BOOKS UNWRITTEN
On my sixteenth birthday my father gave me a second-hand portable typewriter, a clunky contraption by today's standards, I suppose, encased in a stout wooden box complete with carrying handle. I have no idea where he got it from, but there was a deal of good sense behind the gift. I had just left school and was about to start my first job, as a cub reporter on a local weekly newspaper in south Lincolnshire. Now I was able to teach myself how to hammer the keys and write something, a skill which - I recall - impressed my new colleagues for a few seconds when I did finally report for duty.
But the old typewriter - manufacturer and model long forgotten - did something else, too. It brought about what some now call a light-bulb moment. I can remember very clearly sitting with the machine perched on a little table, rolling in a sheet of paper, and starting to write. Starting to write a novel, for goodness sake. Something about Paris, an aircraft which crashed in the Himalayas, a hunt for survivors, and about the rediscovery of letters and diaries thought lost forever in the Nepalese snows. And so forth. I think I wrote twenty or thirty pages of text.
Then I stopped because it slowly dawned on me I couldn't do it. I had never been to the Himalayas or even seen mountains - I came from the Fens, remember, and this was a period of Austerity - had never explored Paris or even flown in an aeroplane. In fact, I had never been out of the country. So a few weeks' later I tossed the pages into a waste bin having learned two valuable lessons: that I now knew that above all else I wanted to write; and that if I write then it would need to be about things I knew set in places I had actually visited.

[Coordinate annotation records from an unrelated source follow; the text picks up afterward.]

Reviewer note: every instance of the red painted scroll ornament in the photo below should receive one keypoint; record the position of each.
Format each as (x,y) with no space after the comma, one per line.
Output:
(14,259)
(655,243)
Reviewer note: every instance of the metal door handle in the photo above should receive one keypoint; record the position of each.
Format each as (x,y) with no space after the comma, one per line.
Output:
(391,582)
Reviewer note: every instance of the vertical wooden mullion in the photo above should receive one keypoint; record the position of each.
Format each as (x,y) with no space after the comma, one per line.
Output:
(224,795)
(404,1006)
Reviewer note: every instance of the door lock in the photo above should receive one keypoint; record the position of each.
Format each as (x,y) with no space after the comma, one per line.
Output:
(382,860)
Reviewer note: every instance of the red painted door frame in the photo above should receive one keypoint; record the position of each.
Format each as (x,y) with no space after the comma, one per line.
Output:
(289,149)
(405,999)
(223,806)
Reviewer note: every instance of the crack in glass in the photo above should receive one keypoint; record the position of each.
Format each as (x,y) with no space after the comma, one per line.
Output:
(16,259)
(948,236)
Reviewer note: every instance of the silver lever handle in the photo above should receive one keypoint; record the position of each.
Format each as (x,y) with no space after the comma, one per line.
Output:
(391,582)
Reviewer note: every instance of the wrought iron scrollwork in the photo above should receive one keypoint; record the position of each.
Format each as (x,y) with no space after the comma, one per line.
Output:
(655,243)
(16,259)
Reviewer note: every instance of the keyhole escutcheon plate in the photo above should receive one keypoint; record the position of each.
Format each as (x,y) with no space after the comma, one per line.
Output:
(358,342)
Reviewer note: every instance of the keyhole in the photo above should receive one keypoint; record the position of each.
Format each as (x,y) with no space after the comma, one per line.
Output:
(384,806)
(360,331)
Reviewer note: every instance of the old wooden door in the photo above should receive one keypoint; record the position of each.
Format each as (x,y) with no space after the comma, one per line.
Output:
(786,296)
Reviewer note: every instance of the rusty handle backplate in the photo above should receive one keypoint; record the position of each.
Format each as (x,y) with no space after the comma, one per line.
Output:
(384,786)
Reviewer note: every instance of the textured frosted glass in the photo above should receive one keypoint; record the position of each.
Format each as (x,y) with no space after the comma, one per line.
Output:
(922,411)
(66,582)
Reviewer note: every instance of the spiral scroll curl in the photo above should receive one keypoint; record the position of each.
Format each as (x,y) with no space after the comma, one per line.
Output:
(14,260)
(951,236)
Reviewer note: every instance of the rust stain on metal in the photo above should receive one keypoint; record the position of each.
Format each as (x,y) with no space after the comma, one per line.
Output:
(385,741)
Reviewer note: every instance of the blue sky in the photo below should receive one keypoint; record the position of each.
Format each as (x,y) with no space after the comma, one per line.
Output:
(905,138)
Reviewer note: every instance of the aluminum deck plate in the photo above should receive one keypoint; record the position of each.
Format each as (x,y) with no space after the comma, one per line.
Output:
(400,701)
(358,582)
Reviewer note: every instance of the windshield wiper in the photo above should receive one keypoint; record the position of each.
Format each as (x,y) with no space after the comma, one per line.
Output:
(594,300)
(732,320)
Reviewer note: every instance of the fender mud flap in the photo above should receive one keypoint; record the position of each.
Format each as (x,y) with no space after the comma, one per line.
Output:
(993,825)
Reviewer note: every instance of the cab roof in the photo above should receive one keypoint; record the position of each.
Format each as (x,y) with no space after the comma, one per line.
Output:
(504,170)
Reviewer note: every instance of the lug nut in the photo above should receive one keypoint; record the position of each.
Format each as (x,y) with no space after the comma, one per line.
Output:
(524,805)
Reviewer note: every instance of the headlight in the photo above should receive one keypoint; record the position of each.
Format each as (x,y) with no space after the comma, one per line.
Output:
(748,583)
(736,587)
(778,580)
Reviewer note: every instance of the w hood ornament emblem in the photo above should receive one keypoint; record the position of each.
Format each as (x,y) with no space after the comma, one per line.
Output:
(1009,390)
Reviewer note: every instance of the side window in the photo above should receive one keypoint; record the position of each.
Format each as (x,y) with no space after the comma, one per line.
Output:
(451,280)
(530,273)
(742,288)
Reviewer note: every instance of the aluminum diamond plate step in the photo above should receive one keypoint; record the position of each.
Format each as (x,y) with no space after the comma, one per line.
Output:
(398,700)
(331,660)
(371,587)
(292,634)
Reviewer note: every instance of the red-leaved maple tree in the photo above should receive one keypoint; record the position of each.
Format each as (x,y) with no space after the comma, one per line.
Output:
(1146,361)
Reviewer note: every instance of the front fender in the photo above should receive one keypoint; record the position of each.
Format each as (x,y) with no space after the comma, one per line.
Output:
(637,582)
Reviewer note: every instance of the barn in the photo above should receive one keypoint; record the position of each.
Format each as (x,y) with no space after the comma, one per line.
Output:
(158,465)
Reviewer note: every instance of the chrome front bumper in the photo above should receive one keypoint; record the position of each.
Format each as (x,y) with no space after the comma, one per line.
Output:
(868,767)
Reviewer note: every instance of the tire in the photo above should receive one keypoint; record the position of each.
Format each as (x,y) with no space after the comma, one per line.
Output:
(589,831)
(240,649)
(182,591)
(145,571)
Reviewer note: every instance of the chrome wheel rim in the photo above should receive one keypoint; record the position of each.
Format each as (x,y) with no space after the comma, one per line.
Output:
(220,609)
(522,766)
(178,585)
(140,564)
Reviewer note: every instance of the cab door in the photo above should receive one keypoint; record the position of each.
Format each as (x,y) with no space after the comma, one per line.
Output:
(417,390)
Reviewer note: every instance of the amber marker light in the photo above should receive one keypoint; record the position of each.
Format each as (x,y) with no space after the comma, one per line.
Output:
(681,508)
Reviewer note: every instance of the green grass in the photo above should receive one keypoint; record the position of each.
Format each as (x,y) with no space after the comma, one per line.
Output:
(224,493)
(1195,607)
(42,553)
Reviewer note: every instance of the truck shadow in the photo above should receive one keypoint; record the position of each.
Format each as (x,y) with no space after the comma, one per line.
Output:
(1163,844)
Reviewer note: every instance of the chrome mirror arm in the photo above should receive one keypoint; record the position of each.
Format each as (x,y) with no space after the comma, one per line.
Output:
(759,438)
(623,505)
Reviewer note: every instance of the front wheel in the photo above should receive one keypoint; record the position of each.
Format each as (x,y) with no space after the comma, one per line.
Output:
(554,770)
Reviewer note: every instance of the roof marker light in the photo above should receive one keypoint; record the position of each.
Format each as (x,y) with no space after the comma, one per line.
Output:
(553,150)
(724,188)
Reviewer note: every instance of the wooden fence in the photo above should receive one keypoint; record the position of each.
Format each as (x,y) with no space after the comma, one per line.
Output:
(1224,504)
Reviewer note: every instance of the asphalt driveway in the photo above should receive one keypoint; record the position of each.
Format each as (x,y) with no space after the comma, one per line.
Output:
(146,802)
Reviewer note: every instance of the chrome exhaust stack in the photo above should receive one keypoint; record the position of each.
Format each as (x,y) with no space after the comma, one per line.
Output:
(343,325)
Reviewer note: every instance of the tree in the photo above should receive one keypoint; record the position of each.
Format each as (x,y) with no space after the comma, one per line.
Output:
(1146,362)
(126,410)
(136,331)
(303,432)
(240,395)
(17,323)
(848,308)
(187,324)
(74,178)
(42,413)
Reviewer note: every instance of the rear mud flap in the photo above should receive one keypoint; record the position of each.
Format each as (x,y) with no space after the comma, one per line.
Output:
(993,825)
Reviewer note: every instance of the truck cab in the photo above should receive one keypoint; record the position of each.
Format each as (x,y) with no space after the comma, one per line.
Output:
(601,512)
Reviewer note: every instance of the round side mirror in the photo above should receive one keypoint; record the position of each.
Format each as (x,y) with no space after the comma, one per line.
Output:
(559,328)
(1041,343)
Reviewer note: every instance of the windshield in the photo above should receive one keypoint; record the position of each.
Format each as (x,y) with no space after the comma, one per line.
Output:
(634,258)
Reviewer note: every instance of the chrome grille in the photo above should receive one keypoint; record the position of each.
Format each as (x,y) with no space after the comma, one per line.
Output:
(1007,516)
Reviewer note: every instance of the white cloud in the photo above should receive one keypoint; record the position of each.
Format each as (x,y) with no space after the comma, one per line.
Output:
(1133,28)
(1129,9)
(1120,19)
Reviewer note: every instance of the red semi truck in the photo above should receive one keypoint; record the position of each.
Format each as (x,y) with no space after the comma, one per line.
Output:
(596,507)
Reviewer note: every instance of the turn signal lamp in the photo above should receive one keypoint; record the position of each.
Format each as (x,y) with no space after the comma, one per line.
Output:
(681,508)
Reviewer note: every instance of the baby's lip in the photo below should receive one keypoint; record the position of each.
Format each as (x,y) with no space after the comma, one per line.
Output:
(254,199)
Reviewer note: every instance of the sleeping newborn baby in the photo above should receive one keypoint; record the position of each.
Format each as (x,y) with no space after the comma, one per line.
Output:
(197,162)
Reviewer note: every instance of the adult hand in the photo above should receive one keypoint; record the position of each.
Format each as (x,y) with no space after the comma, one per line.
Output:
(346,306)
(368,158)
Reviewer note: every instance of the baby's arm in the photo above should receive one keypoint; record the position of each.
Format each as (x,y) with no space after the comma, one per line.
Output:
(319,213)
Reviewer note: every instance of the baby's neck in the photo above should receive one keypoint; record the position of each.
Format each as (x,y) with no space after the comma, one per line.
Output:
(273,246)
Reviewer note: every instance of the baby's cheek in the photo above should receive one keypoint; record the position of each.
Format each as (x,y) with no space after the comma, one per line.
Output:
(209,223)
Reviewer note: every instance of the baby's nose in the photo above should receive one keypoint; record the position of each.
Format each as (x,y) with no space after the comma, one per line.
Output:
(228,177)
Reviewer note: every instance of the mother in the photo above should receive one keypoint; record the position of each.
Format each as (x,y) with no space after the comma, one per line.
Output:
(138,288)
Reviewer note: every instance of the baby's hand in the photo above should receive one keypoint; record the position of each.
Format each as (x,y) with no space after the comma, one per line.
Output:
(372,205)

The thrill of the moment sparked by that old typewriter over sixty years' ago, that light-bulb moment, has never faded or gone away. Even today the desire remains, for I have loved querty keyboards and books ever since. It is true, of course, that during the subsequent sixty years I have written, quite a lot, for newspapers, mainly, and magazines and books, and more recently, this blog. But I was never able to make a living out of fiction. Couldn't make the breakthrough. Didn't try hard enough. Unable to cut the mustard. Not good enough, I suppose.
The trouble is that whereas the actual desire to physically write something can and sometimes does diminish with age, ideas of what to write do not stop flowing. One consequence is that I have three or four completed novels in MS form waiting in limbo in dusty drawers and tatty folders, along with notes for at least five more.
These, I have no doubt, will remain unwritten. They are simply frozen ideas which will never see the light of day. Thus, a shortening of concentration levels is one thing; the thought and frustration of finishing another novel and then simply shoving it in the drawer is another.
So here's a toast to the pile of unread books sitting on my bedside table, awaiting their turn, and to all unwritten books, the forlorn piles of ideas and research notes bundled together with elastic bands. And here's to the time spent on fascinating but ultimately wasted research, to half-remembered ideas and to an inability to do them justice.
Actually, I am beginning to believe that unwritten books are a marvellous resource. There should be a library for them somewhere.